Pantau - Anggota Komisi XI DPR RI Puteri Komarudin mendorong pemerintah desa mengoptimalkan peran Koperasi Desa (Kopdes) Merah Putih sebagai motor penggerak ekonomi desa dan upaya pemerataan pembangunan nasional.
Puteri menyampaikan hal itu usai mengikuti Workshop Evaluasi Pengelolaan Keuangan dan Pembangunan Desa Tahun 2026 di Kabupaten Bekasi, Rabu (6/5/2026).
“Tahun ini, memang ada penyesuaian dari segi prioritas Dana Desa untuk pembangunan Kopdes Merah Putih. Jadi memang dilakukan perubahan tata kelola untuk mendukung Kopdes. Dimana, aset yang dibangun dari Kopdes ini nantinya menjadi aset milik desa yang dapat dioptimalkan untuk menghasilkan pendapatan asli desa. Dengan demikian, desa kedepan diharapkan bisa semakin mandiri,” ujar Puteri.
Menurut dia, pembangunan Kopdes Merah Putih merupakan bagian dari komitmen Presiden Prabowo Subianto untuk mempercepat pemerataan ekonomi melalui penguatan desa.
Kopdes Dinilai Perkuat Ekosistem Ekonomi Desa
Puteri menjelaskan Kopdes Merah Putih memiliki peran strategis dalam membangun ekosistem ekonomi desa yang terintegrasi dan berkelanjutan.
Ia menyebut koperasi desa dapat menjadi offtaker hasil pertanian, rantai pasok program Makan Bergizi Gratis (MBG), penyalur bantuan sosial, hingga layanan simpan pinjam masyarakat desa.
“Tentu, dengan berbagai peran ini, kami berharap kedepan itu bisa menggerakkan ekosistem ekonomi pedesaan yang terintegrasi, dan mampu menciptakan multiplier effect bagi aktivitas ekonomi lokal,” katanya.
Berdasarkan data Kementerian Desa, saat ini terdapat sekitar 34 ribu unit Kopdes yang telah dibangun dan sebanyak 5.500 unit di antaranya telah selesai pembangunan.
Pemda dan BPKP Ingatkan Pentingnya Sinergi
Pelaksana Tugas Bupati Kabupaten Bekasi Asep Surya Atmaja mengatakan pemerintah desa memiliki peluang besar untuk meningkatkan kesejahteraan masyarakat melalui pembangunan ekonomi lokal dan pemanfaatan sumber daya secara berkelanjutan.
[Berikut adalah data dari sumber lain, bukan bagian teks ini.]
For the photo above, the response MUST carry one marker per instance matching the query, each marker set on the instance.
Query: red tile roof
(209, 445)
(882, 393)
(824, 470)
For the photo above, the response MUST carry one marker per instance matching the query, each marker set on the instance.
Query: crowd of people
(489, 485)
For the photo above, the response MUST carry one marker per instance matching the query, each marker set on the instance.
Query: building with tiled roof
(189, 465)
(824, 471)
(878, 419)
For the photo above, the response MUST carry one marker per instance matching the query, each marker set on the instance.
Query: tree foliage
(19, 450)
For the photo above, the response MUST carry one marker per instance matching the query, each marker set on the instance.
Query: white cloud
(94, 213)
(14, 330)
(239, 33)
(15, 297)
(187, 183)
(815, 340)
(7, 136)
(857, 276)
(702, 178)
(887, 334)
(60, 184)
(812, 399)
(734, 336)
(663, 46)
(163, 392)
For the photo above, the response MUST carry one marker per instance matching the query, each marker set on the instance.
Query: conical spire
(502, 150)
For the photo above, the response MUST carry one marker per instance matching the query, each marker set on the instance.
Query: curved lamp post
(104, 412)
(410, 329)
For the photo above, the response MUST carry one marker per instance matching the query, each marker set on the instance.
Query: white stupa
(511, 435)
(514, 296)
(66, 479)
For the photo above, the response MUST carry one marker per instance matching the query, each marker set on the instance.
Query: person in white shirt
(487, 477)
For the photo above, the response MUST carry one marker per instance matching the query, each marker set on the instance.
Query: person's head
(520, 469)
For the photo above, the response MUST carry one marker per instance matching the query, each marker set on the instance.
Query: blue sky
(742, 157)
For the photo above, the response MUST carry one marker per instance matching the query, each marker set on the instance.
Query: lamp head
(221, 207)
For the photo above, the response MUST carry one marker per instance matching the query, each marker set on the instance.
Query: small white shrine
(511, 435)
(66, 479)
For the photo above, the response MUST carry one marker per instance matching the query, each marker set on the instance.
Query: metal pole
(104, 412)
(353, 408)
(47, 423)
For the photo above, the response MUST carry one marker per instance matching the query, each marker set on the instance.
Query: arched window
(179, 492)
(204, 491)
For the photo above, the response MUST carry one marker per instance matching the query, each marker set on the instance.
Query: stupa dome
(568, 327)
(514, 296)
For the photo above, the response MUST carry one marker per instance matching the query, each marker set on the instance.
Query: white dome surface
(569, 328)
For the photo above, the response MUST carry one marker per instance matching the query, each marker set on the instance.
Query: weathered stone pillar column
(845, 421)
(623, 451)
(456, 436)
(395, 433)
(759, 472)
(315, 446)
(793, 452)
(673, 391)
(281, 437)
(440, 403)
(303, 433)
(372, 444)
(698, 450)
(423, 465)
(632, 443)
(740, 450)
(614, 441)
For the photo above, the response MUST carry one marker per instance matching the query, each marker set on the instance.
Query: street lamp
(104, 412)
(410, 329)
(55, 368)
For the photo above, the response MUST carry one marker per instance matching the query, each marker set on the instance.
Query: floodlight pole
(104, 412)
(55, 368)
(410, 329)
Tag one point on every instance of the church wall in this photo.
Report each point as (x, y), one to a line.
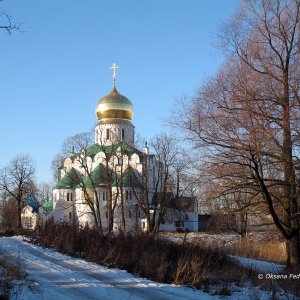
(109, 134)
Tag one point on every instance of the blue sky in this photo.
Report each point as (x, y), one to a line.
(53, 74)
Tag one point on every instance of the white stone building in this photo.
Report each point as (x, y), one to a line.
(113, 173)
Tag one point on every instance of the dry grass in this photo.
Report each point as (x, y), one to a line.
(10, 270)
(272, 251)
(201, 266)
(144, 255)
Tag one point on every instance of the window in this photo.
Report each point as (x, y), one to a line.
(179, 224)
(107, 134)
(123, 134)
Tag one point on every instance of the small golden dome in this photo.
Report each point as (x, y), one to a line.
(113, 107)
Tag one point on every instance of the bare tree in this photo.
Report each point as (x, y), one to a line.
(247, 117)
(16, 179)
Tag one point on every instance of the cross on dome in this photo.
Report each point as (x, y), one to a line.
(114, 67)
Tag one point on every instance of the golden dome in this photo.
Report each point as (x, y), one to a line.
(114, 107)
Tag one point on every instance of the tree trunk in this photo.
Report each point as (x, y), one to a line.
(19, 221)
(293, 248)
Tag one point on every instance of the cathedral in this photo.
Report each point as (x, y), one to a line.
(111, 183)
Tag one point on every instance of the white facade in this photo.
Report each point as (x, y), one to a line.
(113, 153)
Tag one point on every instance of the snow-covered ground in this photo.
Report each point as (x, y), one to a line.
(51, 275)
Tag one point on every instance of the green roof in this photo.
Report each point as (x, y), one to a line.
(129, 178)
(98, 176)
(68, 181)
(47, 206)
(110, 150)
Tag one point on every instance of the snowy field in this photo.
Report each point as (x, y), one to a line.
(51, 275)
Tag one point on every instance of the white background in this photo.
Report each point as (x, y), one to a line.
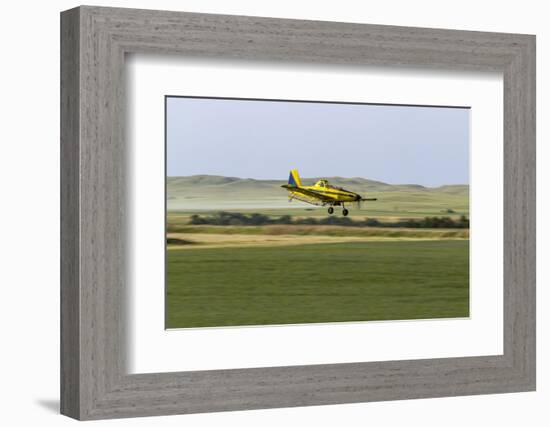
(152, 349)
(29, 168)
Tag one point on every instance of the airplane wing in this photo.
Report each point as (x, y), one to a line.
(307, 196)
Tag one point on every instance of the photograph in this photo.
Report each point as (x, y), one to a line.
(286, 212)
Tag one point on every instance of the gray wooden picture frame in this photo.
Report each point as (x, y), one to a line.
(94, 381)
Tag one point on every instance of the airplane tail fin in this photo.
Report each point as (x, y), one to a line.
(294, 178)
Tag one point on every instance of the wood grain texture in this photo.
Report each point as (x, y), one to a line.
(94, 382)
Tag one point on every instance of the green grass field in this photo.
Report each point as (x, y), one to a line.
(333, 282)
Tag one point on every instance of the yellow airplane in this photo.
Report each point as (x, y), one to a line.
(322, 193)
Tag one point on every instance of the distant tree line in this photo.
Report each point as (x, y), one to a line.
(237, 218)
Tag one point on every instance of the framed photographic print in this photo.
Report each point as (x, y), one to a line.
(262, 213)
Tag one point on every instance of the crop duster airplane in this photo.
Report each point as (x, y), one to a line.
(322, 193)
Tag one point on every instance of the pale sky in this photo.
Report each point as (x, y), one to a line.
(265, 139)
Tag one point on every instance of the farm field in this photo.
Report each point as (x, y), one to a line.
(320, 282)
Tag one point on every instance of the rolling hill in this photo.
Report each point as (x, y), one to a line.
(212, 192)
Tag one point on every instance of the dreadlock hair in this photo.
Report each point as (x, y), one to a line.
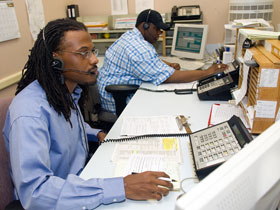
(39, 65)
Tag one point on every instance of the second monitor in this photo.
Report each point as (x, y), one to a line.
(189, 40)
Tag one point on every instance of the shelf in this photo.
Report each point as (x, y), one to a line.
(93, 31)
(103, 40)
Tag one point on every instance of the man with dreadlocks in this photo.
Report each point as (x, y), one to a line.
(45, 133)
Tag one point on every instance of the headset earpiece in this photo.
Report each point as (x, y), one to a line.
(146, 25)
(57, 64)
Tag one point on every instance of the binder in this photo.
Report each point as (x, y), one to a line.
(262, 95)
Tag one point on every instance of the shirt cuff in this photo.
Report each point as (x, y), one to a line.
(113, 190)
(92, 133)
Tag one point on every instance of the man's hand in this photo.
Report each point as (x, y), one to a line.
(216, 68)
(146, 185)
(175, 66)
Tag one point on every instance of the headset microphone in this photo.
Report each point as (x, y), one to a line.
(57, 64)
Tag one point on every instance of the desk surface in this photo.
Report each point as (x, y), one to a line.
(145, 103)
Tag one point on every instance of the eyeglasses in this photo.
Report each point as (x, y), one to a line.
(85, 54)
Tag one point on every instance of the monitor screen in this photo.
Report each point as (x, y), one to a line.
(250, 180)
(189, 40)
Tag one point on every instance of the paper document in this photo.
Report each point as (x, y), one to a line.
(141, 125)
(253, 34)
(250, 23)
(185, 64)
(239, 94)
(166, 147)
(223, 112)
(177, 86)
(141, 163)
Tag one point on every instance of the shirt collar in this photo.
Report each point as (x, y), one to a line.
(77, 93)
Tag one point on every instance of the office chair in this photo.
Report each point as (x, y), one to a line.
(7, 201)
(120, 94)
(92, 111)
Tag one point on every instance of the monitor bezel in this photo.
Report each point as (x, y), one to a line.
(250, 173)
(189, 55)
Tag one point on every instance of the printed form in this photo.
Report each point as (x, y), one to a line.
(134, 126)
(152, 154)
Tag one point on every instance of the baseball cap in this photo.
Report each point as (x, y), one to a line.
(153, 17)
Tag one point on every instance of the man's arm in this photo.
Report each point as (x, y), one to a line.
(175, 66)
(193, 75)
(146, 185)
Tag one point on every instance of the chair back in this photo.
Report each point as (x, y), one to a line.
(6, 186)
(120, 94)
(93, 113)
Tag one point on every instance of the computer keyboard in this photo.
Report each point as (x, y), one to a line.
(185, 64)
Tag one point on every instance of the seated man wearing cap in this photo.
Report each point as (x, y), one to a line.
(132, 59)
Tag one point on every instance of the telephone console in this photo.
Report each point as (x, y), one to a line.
(218, 86)
(186, 12)
(214, 145)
“Keberadaan pemerintah desa tentu memberikan harapan besar dalam meningkatkan kesejahteraan masyarakat desa. Hal ini dilakukan melalui pemenuhan kebutuhan dasar, pembangunan sarana dan prasarana, pengembangan potensi ekonomi lokal, serta pemanfaatan sumber daya alam dan lingkungan secara berkelanjutan,” ujar Asep.
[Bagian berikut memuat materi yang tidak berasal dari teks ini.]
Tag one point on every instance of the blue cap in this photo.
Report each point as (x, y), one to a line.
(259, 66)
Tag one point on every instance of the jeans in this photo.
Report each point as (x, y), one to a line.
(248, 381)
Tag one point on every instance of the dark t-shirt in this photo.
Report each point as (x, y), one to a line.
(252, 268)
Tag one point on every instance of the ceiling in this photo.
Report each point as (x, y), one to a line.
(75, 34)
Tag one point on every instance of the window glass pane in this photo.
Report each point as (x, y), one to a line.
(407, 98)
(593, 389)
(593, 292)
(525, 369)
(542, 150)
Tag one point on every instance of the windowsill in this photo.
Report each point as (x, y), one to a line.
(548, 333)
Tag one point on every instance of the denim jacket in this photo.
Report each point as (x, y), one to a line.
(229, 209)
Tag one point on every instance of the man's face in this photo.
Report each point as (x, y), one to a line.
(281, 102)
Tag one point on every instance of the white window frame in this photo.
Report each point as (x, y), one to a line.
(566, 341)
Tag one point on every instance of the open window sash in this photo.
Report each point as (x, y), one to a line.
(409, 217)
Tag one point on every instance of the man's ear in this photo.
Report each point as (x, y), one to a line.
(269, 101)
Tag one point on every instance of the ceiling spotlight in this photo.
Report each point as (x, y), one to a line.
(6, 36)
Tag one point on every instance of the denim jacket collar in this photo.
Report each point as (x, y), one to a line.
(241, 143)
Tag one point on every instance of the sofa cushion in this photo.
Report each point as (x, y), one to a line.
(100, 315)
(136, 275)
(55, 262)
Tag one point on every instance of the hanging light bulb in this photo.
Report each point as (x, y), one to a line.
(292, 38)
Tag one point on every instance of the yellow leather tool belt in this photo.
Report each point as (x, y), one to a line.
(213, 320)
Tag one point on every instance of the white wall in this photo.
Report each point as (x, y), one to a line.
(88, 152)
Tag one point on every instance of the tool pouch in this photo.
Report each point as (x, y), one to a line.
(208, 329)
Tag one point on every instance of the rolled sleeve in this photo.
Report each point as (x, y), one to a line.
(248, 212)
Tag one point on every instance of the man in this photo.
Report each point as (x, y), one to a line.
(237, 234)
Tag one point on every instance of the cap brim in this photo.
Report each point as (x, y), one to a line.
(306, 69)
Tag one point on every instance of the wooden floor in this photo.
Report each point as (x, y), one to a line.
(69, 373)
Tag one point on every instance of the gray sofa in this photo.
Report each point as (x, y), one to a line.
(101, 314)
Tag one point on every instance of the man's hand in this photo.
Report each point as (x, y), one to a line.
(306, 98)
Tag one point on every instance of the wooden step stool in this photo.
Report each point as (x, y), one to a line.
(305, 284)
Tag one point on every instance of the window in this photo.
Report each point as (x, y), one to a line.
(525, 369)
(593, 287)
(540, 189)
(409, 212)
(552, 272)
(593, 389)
Sementara itu, Kepala Perwakilan BPKP Provinsi Jawa Barat Ikhwan Mulyawan menilai gagasan Kopdes Merah Putih sangat baik, namun perlu sinergi dengan Badan Usaha Milik Desa (BUMDes) agar tidak saling bersaing.
“Tentu ide Kopdes ini sangat luar biasa. Namun, perlu menjadi pekerjaan rumah bagi kita agar mampu mensinergikan mesin-mesin penggerak ekonomi desa. Jangan sampai kemudian, antara Badan Usaha Milik Desa (Bumdes) dengan Kopdes misalnya, justru saling bersaing,” tutur Ikhwan.